Kein Transport-Stopp

Durch den Entzug der Lizenz ist es bislang nicht zu einem Transport-Stopp gekommen, wie das Unternehmen gegenüber Tass erklärt: „Die Einführung neuer Sanktionen schränkt die Fortsetzung des Gastransports durch South Stream Transport B.V. nicht ein. In dieser Hinsicht wird die Gasversorgung verschiedener Industrien und Millionen von Haushalten in der Türkei und in europäischen Ländern kurz- und langfristig nicht beeinträchtigt“.

Die TurkStream-Pipeline mit einer Kapazität von 31,5 Milliarden Kubikmetern jährlich liefert russisches Gas in die Türkei und nach Südeuropa.
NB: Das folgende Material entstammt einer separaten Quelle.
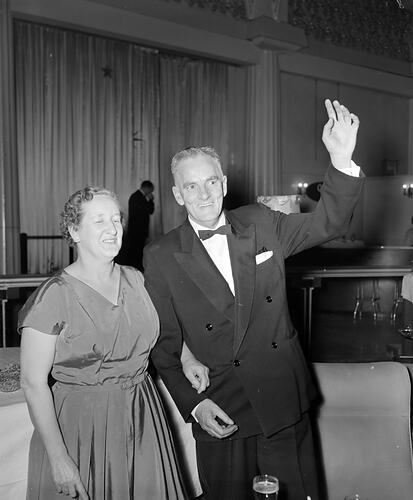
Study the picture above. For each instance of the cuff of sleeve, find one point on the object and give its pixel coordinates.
(353, 171)
(193, 412)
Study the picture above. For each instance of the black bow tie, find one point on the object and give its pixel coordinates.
(204, 234)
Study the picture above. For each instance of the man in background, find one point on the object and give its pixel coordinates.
(140, 207)
(408, 236)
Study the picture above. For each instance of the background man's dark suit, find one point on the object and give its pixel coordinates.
(140, 207)
(257, 370)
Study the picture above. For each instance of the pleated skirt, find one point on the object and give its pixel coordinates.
(120, 440)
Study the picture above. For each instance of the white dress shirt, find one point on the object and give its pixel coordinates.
(217, 248)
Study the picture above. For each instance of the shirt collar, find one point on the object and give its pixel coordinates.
(196, 227)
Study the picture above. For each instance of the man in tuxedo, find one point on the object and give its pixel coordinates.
(223, 293)
(140, 206)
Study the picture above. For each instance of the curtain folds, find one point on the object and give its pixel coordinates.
(262, 172)
(97, 111)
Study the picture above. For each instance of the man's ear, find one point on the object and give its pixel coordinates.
(224, 185)
(178, 196)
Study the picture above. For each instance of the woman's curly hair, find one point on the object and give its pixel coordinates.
(72, 212)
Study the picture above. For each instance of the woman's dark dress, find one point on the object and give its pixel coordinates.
(108, 409)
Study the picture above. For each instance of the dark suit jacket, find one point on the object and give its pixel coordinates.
(258, 373)
(139, 210)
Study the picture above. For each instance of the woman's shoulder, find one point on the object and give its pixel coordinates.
(132, 274)
(51, 289)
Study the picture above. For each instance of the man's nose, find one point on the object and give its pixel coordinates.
(203, 192)
(112, 228)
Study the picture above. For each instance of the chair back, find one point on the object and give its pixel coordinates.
(364, 430)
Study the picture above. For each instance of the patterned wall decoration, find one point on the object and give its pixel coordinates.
(380, 27)
(234, 8)
(376, 26)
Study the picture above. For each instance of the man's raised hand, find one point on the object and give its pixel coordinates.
(340, 133)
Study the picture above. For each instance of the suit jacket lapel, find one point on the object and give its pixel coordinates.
(242, 248)
(197, 264)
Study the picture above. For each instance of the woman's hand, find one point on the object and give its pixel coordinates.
(67, 479)
(196, 372)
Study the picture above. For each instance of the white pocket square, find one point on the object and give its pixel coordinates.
(263, 256)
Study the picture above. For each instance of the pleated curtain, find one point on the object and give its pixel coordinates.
(92, 110)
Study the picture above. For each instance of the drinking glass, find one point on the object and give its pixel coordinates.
(265, 487)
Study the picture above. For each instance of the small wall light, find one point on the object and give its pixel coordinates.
(301, 188)
(408, 190)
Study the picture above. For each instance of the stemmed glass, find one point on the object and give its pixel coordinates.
(265, 487)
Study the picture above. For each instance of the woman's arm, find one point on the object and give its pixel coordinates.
(37, 354)
(194, 370)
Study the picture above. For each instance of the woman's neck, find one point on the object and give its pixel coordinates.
(95, 271)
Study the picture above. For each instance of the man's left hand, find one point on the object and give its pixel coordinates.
(340, 134)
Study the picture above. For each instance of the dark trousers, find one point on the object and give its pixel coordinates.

Sie wurde 2020 im Rahmen der Bemühungen Russlands, seine Exportrouten weg von der Ukraine zu diversifizieren, in Betrieb genommen. Von der Inbetriebnahme Anfang 2020 bis Ende 2021 wurden über die TurkStream-Pipeline rund 18 Mrd. m³ Gas in die Türkei und 16,8 Mrd. m³ in europäische Länder transportiert, wie türkische Medien Anfang des Jahres berichteten. Nach der Sabotage der beiden Nord-Stream-Pipelines bleibt TurkStream neben den Pipelines, die durch die Ukraine verlaufen, die einzige Leitung für russisches Erdgas nach Europa.